Regardless, several legal defects Ray tried to rebut to the SBC. Regrettably, in attempting this he seemed bound to a tactic of repeating the same distortion – “amended and restated” – and falsehood – that this language was the same as the 2004-05 language – as well implying that as the 2004-05 efforts had the effect of charter replacements this therefore arrogated the power to do that despite the Charter indicating otherwise, as if repeating these things enough times cured all defects.
But what really sunk his case is that he had no adequate answer, or even any answer, to the fact that the Charter dictates that “Each amendment, however proposed, may include more than one section of the Charter, provided that it relates to a single subject that must be clearly expressed in the title” (emphasis mine). Clearly the “amended and restated” item failed to adhere to that.
This inability to demonstrate on this matter that there didn’t exist credible scenarios that courts would postpone or invalidate results of elections the SBC sniffed out, which Fleming explained at the time and would later restate but not amend through public media as there being too many unresolved legal questions and no emergency at hand necessitating immediate ballot placement, so the request could be deferred presumably to make the deadline for the Mar. 29 ballot.
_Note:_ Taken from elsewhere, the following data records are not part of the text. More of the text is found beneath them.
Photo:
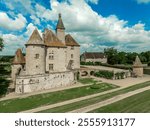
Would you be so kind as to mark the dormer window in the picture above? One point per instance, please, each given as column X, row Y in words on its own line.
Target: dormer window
column 72, row 47
column 71, row 55
column 51, row 56
column 37, row 56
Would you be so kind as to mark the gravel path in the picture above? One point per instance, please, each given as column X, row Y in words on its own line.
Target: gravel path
column 109, row 101
column 68, row 101
column 14, row 95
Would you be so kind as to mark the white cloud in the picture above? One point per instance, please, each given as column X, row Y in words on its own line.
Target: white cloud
column 30, row 28
column 93, row 1
column 12, row 43
column 143, row 1
column 23, row 6
column 35, row 19
column 17, row 23
column 89, row 27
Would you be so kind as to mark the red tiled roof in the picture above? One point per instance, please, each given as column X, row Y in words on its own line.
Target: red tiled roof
column 51, row 40
column 93, row 55
column 35, row 38
column 19, row 58
column 70, row 41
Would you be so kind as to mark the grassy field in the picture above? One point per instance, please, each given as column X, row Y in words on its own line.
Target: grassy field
column 83, row 103
column 4, row 83
column 134, row 104
column 21, row 104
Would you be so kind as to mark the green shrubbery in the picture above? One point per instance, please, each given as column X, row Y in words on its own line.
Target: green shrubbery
column 147, row 71
column 104, row 74
column 4, row 84
column 107, row 65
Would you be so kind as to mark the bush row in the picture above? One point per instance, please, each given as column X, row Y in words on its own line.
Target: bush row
column 107, row 65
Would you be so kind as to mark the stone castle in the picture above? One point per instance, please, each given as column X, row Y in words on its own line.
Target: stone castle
column 52, row 60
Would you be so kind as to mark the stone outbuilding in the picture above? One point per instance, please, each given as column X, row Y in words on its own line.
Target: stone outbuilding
column 137, row 68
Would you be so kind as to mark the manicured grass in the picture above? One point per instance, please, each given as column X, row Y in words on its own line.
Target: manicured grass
column 87, row 80
column 83, row 103
column 21, row 104
column 4, row 83
column 138, row 103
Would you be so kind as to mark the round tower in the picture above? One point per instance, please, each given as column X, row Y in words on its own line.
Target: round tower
column 60, row 30
column 35, row 54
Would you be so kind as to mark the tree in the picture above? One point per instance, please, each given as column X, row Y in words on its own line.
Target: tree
column 1, row 44
column 111, row 54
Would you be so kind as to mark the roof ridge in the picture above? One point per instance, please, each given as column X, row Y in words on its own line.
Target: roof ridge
column 50, row 39
column 60, row 24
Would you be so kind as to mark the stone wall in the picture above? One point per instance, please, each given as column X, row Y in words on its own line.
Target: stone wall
column 35, row 65
column 58, row 60
column 60, row 33
column 102, row 60
column 26, row 84
column 138, row 71
column 73, row 53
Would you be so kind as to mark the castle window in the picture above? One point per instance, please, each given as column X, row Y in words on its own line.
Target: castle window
column 51, row 67
column 72, row 47
column 36, row 56
column 51, row 56
column 71, row 55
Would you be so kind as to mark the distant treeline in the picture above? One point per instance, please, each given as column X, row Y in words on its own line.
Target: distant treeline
column 6, row 59
column 115, row 57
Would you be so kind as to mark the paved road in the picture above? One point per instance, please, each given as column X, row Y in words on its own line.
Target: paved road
column 24, row 95
column 109, row 101
column 73, row 101
column 69, row 101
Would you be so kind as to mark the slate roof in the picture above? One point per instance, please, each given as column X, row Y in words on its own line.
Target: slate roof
column 70, row 41
column 19, row 58
column 93, row 55
column 137, row 62
column 60, row 24
column 51, row 40
column 35, row 38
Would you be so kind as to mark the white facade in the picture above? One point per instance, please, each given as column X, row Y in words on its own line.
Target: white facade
column 47, row 61
column 27, row 84
column 35, row 59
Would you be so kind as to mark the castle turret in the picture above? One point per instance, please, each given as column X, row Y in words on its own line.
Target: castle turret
column 17, row 64
column 60, row 30
column 138, row 67
column 35, row 54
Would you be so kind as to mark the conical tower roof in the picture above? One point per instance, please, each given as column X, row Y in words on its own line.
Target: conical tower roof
column 60, row 24
column 137, row 62
column 50, row 39
column 70, row 41
column 19, row 58
column 35, row 38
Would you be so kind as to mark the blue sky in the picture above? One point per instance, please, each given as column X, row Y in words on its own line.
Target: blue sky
column 95, row 24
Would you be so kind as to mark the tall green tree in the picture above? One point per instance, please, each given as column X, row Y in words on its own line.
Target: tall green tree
column 111, row 54
column 1, row 44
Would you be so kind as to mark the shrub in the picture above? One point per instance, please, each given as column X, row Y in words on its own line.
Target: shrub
column 104, row 74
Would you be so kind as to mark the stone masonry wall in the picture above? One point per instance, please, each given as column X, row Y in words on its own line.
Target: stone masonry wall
column 26, row 84
column 58, row 61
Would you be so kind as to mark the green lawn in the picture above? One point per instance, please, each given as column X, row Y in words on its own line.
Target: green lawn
column 138, row 103
column 97, row 99
column 21, row 104
column 4, row 83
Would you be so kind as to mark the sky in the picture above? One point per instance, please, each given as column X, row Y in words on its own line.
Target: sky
column 94, row 24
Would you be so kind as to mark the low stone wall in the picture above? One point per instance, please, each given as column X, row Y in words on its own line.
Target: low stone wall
column 26, row 84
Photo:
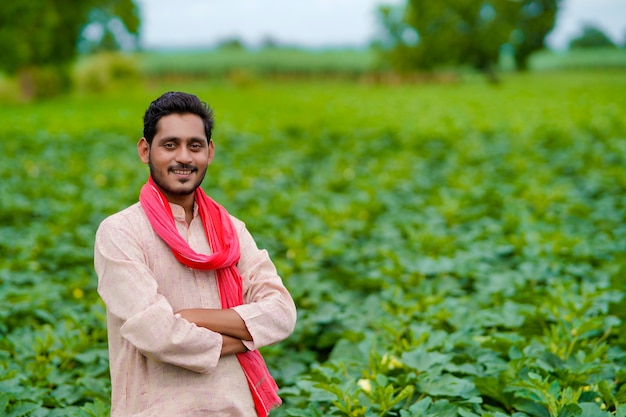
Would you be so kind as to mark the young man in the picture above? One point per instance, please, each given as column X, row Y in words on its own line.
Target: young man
column 189, row 296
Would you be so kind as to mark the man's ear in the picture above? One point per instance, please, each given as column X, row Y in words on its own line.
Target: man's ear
column 143, row 149
column 211, row 151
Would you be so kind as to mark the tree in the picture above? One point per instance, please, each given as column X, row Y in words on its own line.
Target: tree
column 591, row 37
column 39, row 38
column 534, row 20
column 426, row 34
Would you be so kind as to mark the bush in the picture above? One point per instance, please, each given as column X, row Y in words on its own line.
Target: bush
column 97, row 73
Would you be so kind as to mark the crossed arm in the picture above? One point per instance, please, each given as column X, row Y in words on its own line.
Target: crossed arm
column 224, row 321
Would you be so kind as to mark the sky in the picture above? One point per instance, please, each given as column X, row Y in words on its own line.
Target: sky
column 322, row 23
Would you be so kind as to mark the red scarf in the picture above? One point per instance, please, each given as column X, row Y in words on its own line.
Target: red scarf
column 224, row 243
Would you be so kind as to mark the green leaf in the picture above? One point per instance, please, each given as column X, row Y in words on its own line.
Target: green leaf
column 570, row 410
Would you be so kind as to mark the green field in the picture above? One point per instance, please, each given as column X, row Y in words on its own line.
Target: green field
column 453, row 249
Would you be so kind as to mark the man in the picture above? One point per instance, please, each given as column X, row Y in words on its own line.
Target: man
column 189, row 296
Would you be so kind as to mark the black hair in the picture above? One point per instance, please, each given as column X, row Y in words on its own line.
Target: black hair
column 174, row 102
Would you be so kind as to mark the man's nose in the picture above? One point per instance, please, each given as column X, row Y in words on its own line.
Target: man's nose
column 183, row 155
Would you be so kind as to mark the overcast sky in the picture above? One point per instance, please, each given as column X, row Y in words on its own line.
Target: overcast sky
column 321, row 23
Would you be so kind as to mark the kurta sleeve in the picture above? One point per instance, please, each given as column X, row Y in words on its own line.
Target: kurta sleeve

In doing this, the panel specifically rejected the nonsensical city argument that there would be greater clarity by having the establishment’s items go first, especially as it has admitted if the stricter language gained approval it would amend whatever form the Charter may take and the Charter itself addresses what happens when contradictory items – the relaxed and strict versions – appear simultaneously, which is the one with the most votes takes precedence if each pass, a collision that now appears almost certain to happen on Mar. 29.
That’s what the establishment fears and made its members immediately reach for Fleming voodoo dolls into which to stick pins as soon as the rejection occurred. What will happen on that date is the wide support for retroactive lifetime term limits (as captured in polling data some weeks ago) will translate into high support for the strict version, but the more politically-aware and -active term limits supporters who outnumber the establishment will vote against the relaxed version, giving the actuarial win to the strict version. And to play it safe, they probably would vote against the omnibus “amendment” as well and perhaps defeat that.
Not to be lost in all of this is that the graybeards among the Oathbreakers – all but Maggio, although Williams says he doesn’t plan to run for reelection – did achieve their paramount objective in being able to run yet again, as long as the courts don’t find their failure to follow the Charter was so egregious that this should delay city elections to the May 3 ballot to let the Mar. 29 ballot resolve the term limits question, which in practicality might well be their desired term in office anyway since they’d be pushing at least their late sixties in 2029. But strict term limit amendment success would impair, if not prevent, the dynastic and decades-long hold on power that political figures have had typically in Bossier City’s past that has empowered the establishment.
That’s what makes this SBC decision potentially monumental in a game-change of the city’s political dynamics, and elevates the Mar. 29 elections, already to decide Council seats and the mayor’s office, to such a level of importance.